終戦の年は13歳で旧制女学校の2年生。授業はほとんどなく援農(畑仕事)や工場での包装作業に明け暮れ、毎日くたくたでした。
曇り空を横切る米軍機のごう音がまちに鳴り響いたのは、そんな夏のある日。自宅裏に2畳分の防空壕を作っていましたが「爆弾を落とされるのでは」とひやひやし、北に向かって音が消えた時は、ほっと胸をなで下ろしました。
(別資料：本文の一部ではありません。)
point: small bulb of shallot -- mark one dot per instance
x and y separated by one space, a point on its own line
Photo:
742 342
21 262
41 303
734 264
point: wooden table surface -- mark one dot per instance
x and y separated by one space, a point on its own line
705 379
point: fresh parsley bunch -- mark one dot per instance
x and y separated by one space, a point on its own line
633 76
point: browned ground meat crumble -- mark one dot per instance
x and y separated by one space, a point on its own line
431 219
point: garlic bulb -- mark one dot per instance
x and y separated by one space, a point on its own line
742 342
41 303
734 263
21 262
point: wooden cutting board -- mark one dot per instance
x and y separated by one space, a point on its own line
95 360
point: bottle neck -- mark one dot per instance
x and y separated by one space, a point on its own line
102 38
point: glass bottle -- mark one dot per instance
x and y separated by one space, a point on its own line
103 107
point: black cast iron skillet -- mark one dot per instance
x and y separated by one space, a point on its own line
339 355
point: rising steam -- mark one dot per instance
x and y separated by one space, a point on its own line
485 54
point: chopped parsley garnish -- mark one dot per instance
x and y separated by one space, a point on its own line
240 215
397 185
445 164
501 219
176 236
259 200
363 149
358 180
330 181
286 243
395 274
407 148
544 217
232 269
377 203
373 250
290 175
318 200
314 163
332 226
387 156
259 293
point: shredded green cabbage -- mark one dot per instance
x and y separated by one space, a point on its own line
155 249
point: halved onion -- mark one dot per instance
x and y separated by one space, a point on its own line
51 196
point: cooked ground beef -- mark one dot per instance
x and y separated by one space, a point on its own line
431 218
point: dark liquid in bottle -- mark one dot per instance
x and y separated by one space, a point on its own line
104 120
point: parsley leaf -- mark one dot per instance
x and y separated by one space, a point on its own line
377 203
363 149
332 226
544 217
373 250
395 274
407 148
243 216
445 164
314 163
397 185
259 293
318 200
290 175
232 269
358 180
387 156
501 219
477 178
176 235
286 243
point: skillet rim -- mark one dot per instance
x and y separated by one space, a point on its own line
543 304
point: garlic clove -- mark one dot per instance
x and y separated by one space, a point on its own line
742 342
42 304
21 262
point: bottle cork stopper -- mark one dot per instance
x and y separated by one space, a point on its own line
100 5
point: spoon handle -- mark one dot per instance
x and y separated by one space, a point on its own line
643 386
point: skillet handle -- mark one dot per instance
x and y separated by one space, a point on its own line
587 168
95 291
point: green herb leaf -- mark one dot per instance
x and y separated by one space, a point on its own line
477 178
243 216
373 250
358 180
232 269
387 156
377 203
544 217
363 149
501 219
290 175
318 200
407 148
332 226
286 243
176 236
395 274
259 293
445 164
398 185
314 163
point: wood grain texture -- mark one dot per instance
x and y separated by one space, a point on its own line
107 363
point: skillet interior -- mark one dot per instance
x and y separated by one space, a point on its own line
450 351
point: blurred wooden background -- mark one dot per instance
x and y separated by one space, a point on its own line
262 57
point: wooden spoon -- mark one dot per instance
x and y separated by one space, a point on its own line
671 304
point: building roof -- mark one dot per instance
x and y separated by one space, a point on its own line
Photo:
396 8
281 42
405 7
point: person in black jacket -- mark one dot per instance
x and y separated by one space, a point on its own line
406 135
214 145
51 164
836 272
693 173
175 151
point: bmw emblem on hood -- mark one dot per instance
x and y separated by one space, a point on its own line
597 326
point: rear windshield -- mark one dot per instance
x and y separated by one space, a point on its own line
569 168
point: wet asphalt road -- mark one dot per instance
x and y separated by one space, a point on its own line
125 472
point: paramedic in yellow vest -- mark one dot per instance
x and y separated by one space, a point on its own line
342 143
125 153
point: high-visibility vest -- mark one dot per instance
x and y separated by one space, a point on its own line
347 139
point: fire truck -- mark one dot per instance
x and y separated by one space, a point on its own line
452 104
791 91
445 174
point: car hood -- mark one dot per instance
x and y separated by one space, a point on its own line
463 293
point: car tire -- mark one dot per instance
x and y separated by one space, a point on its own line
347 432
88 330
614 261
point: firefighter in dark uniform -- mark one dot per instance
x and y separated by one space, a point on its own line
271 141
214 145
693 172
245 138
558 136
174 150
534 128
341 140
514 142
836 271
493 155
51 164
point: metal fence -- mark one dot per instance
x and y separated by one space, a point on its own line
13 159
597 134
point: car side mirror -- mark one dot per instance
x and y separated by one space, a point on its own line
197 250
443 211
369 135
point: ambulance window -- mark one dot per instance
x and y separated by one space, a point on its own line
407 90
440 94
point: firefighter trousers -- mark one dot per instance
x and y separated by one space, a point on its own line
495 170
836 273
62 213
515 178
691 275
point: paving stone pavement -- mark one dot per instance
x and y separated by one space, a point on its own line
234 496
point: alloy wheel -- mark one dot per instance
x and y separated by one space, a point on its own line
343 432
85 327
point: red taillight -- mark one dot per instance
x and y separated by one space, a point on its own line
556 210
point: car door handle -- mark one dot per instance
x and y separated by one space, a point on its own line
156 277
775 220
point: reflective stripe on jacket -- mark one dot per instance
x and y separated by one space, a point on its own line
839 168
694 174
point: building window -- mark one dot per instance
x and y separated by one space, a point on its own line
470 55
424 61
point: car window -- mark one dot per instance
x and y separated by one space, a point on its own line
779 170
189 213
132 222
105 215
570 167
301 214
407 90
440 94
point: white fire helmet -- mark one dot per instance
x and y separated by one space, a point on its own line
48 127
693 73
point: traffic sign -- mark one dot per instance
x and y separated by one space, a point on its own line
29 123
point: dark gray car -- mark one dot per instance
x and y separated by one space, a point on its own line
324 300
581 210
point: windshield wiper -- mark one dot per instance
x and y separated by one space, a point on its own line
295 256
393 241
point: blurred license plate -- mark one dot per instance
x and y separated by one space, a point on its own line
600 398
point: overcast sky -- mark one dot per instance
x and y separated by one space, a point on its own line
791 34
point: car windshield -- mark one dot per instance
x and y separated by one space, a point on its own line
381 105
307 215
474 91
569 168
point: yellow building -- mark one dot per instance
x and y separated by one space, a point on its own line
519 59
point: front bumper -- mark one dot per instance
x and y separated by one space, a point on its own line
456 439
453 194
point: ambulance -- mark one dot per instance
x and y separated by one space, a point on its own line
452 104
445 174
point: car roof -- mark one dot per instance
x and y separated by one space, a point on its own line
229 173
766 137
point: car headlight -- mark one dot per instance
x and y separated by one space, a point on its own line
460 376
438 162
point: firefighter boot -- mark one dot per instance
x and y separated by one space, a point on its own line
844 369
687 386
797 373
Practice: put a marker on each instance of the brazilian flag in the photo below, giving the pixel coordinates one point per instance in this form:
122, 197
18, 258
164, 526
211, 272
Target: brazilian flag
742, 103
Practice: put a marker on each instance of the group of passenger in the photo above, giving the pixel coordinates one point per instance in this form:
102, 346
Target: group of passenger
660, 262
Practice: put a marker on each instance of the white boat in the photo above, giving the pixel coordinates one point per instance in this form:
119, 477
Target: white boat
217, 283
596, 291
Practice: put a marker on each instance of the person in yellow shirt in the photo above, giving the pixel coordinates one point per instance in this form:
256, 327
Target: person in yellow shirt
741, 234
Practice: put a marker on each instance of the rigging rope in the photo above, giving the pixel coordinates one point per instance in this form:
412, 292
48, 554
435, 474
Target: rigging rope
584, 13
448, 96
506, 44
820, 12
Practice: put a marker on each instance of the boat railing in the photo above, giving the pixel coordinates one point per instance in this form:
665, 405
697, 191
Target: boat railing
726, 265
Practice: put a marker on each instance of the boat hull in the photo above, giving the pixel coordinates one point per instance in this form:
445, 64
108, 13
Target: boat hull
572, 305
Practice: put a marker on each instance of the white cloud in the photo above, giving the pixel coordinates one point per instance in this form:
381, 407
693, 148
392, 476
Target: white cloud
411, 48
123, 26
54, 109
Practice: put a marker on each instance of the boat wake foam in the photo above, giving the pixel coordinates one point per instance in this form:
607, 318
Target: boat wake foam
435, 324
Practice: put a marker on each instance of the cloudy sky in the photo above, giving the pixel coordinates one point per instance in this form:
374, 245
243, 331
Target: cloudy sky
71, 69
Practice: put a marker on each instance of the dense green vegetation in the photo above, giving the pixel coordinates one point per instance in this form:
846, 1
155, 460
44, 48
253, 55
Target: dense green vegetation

8月15日は「大事なラジオ放送がある」と聞いて、母や近所の人らと空き地に集まりました。天皇陛下の声を耳にしたのは初めてです。隣に立つ母は直立不動でそっと見上げると、まばたき一つせず唇は震えていました。帰り道「そうなのか。日本は負けたのか」と、頭の中で繰り返し今後の日本を憂いながら歩いたことが忘れられません。その後、大学教授だった叔父が着の身着のまま、引き揚げ船に乗りぼろぼろの姿で帰還したことも印象に残っています。
戦後、社会は「万世一系の神国日本をたたえる」から「民主主義礼賛」に180度転換。やるせなさを感じ、何より戦中戦後の飢餓体験が忘れられません。飽食の現代はとても幸せなのだと、つくづく感じています。